When it comes to an endeavor as creative and artistic as web design, it makes sense that you wouldn’t want to burden yourself with unnecessary structure. If productivity and efficiency are important to you, however, then you’re also likely to appreciate the value in processes.
Four Stages to Include in Your Design Process
Whether you’re aware of it or not, web designers are artists. By definition, artists enjoy a lot of freedom and autonomy over the way in which they perform and create.
But until you’ve tried following a process that reins in your energy and guides you through structured creativity, you shouldn’t discount the value to be found in the process. Here are a few stages you might find worthwhile to include in your own design process; we think you’ll like the results.
Every successful design process begins with a little research and discovery. This is when you sit down with the client and your team and start jotting down notes related to end goals, values, and the intended audience.
If the client is a brand and the product is a business-related design, you’ll also want to dig in deep and find out more about the brand’s value proposition, competing brands, customer pain points, and so on. Some of the research may seem irrelevant in the beginning, but you’ll feel much more prepared on the back end if you spend time building a strong foundation in those early stages.
Armed with background information, you’re ready to start brainstorming. Get your team together and begin throwing out ideas and recording them.
At this point, anything goes. Don’t shoot down any idea, regardless of how ridiculous or irrelevant it may seem. Keep recording notions and proposals until they stop coming.
Once you have all the ideas jotted down, start homing in on the ones that make the most sense. You might even find opportunities to merge certain ideas.
You’ll want to finish with two or three really solid proposals that everyone can get behind.
3. Sketch and Wireframe
Next, comes the sketch and wireframing stage(s). Take these rough drafts seriously.

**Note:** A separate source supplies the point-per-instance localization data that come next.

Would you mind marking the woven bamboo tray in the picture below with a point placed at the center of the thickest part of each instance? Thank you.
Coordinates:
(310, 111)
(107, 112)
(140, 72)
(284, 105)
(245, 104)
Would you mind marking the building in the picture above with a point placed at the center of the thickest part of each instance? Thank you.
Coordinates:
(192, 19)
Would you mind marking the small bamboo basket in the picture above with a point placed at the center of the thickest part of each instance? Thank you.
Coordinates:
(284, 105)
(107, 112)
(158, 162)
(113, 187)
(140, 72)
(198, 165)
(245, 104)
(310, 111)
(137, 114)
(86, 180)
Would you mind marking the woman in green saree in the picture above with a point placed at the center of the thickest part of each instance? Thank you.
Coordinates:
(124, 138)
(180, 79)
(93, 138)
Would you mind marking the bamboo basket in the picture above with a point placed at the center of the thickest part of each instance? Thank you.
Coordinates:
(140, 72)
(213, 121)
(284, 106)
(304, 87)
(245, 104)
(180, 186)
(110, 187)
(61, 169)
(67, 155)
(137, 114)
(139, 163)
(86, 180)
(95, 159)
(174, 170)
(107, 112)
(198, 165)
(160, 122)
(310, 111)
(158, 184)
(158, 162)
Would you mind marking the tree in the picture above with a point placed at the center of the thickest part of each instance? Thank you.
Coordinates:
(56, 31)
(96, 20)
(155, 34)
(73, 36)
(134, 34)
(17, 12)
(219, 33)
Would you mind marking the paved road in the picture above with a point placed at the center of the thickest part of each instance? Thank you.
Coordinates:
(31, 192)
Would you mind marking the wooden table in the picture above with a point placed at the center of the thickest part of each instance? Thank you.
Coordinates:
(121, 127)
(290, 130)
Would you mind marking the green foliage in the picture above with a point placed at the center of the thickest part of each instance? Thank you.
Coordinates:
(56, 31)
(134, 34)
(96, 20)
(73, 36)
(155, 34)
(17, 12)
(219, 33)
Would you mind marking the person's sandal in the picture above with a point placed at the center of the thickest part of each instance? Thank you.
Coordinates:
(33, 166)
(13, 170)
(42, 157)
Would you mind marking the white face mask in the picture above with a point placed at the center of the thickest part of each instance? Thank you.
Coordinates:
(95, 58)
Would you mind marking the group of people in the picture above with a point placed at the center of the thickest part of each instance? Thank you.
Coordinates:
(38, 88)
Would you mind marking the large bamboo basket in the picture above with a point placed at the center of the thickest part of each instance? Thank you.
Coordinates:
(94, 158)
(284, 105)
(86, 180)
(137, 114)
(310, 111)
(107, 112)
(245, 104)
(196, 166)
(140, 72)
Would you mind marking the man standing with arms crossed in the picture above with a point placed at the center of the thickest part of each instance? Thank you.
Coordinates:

“In design, it’s not uncommon for a final solution to resemble one of the initial concepts, but this doesn’t make the design process itself any less valuable,” says Jerome Tave of Dialpad, a leader in business communications. “It’s crucial to have a solid handle on the process to explore alternatives, inject new ideas, and constantly learn through iteration.”

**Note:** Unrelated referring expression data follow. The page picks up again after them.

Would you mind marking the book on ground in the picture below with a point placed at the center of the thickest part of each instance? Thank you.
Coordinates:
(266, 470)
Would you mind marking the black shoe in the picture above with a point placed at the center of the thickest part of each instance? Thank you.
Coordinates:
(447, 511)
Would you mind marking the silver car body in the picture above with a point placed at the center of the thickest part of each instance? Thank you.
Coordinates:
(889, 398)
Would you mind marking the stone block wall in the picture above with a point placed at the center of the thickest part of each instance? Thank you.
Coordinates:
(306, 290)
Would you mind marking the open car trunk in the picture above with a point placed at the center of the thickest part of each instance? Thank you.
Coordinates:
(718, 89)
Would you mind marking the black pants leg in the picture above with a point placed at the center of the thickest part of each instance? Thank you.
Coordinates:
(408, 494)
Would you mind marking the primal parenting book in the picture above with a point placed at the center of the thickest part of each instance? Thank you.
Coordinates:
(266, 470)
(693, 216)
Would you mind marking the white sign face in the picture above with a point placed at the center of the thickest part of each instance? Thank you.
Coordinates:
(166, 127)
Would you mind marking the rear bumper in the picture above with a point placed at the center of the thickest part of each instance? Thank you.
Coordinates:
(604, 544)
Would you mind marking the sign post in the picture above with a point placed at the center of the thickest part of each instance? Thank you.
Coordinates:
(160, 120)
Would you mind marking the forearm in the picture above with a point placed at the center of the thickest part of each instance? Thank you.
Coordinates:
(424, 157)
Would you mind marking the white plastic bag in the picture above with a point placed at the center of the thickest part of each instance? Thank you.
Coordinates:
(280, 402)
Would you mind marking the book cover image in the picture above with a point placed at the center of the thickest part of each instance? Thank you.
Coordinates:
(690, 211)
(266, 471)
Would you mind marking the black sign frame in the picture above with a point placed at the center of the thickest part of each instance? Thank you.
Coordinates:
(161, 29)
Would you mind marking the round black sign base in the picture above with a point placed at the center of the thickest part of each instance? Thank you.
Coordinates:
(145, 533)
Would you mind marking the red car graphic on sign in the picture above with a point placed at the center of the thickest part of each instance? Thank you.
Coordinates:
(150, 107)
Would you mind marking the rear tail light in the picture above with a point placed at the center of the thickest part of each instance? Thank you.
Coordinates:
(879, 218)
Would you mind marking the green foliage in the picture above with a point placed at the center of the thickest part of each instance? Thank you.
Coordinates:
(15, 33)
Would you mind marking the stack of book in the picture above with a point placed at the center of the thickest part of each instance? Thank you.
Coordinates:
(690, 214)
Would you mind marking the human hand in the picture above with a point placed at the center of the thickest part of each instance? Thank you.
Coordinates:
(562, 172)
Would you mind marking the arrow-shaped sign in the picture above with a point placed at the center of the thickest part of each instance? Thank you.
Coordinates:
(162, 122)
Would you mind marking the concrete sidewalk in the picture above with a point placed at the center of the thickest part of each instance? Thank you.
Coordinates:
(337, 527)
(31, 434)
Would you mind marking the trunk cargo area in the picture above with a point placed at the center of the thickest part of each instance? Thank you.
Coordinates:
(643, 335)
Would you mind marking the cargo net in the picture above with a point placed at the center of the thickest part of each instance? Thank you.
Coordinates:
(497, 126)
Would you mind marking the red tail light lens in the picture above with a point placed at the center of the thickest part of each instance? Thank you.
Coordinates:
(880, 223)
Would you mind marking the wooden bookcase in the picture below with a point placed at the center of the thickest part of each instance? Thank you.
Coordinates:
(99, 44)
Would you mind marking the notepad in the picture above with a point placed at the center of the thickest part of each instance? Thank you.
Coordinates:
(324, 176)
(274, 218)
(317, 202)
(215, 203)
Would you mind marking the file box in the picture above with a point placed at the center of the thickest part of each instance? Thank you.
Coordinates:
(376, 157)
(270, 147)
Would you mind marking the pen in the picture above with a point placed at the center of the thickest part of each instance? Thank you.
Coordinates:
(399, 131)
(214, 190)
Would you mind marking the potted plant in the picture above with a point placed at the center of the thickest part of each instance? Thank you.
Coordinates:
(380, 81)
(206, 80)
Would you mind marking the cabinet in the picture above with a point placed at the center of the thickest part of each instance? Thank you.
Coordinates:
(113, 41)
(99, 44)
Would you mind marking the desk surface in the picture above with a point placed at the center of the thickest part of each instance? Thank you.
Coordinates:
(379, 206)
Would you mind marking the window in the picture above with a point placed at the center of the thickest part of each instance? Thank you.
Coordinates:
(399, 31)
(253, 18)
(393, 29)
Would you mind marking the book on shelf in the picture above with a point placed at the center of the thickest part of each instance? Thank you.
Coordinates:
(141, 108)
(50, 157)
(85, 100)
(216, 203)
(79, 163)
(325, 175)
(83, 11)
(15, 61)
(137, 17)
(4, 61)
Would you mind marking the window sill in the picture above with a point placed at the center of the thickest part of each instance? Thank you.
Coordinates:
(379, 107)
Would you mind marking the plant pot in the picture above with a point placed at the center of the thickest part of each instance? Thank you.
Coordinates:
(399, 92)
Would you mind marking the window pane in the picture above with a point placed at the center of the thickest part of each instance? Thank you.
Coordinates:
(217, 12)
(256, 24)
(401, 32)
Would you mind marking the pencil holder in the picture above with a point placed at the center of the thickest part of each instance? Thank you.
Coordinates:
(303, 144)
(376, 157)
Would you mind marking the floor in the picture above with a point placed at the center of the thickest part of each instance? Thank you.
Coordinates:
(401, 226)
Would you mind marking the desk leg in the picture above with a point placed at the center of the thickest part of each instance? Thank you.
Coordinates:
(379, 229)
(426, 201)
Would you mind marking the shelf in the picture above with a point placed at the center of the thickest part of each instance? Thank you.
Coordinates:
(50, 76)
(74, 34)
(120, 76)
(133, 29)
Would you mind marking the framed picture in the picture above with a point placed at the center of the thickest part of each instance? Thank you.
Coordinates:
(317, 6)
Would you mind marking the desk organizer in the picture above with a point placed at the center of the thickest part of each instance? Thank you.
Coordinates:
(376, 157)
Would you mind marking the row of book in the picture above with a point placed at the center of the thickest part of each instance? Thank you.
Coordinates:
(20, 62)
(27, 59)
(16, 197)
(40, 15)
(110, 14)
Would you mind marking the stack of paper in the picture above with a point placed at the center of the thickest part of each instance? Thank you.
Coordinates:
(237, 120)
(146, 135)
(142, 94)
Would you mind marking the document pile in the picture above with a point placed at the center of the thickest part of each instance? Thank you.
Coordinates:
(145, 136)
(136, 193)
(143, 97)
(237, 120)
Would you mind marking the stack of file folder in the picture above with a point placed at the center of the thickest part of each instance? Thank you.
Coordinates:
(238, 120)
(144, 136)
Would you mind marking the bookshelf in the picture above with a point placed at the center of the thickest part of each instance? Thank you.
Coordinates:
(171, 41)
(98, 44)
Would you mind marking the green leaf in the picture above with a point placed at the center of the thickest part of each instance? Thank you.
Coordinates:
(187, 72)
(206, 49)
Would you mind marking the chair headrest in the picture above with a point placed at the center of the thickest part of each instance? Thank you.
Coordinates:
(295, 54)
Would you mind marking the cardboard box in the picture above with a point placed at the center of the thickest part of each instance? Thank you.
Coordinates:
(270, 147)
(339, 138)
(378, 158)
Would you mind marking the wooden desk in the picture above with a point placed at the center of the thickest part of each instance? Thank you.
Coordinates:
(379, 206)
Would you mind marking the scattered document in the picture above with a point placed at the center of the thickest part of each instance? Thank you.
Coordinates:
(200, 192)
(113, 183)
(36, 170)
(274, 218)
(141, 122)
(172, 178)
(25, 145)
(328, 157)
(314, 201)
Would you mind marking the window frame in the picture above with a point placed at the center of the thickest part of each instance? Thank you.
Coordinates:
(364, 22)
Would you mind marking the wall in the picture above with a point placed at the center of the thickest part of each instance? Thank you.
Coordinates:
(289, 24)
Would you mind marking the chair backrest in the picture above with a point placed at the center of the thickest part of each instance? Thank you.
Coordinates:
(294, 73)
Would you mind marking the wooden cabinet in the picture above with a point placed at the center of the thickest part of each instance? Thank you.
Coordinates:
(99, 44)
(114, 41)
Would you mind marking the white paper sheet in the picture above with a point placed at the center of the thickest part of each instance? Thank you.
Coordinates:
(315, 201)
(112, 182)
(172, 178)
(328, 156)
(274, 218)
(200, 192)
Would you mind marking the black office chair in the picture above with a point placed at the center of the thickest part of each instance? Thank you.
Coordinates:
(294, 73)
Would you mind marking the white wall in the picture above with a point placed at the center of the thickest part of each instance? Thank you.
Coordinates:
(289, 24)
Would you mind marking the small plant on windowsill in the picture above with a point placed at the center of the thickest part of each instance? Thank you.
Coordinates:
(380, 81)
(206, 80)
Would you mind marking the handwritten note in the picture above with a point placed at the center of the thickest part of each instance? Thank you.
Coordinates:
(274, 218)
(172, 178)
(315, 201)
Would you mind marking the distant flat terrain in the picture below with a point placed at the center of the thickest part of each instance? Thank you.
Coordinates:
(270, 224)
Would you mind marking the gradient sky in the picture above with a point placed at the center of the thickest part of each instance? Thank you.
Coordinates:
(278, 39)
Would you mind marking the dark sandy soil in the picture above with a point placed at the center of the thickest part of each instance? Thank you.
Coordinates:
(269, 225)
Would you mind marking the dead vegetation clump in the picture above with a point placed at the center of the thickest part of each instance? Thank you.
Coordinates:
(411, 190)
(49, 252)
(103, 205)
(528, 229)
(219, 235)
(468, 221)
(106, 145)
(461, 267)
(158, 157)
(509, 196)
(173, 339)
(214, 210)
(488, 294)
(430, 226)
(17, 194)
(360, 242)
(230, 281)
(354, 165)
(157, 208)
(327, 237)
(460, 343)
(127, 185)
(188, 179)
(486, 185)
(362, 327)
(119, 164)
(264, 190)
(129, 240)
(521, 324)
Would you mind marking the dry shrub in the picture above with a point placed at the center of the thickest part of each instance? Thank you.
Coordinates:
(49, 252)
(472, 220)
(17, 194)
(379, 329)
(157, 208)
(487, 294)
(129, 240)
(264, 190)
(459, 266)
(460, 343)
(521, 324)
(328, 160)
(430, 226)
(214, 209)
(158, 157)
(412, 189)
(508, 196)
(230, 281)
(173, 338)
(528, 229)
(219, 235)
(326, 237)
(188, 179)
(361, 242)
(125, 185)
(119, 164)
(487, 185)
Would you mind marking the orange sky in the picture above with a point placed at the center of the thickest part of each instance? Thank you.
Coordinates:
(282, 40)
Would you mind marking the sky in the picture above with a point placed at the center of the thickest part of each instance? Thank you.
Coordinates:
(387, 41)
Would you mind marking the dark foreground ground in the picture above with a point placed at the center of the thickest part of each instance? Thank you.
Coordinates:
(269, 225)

At this point, you’ll have some sketches and you can begin to see something come to life. The wireframe portion of this stage will enable you to explore some of the functionality of the designs.
By now, you should have a pretty solid idea of what you want the final product to look like.
4. Build and Test
The great thing about developing a wireframe is that there won’t be any surprises for the client. Once they’ve approved the wireframe, all you have to do is build the site based on the mold you just designed.
Issues can arise, of course, but you know what the client ultimately expects. This enables you to focus on getting it right, as opposed to wondering what your client will think. In this sense, having a process instills more confidence in your work.
Give Order to the Madness
Processes keep you on the right path and allow you to spend more time focusing on the things that matter. If you don’t currently have processes for your web design projects, now is the time to reevaluate and reconsider.
By inserting even a couple of these stages into your design process, you can finish with even better end products for yourself and your clients.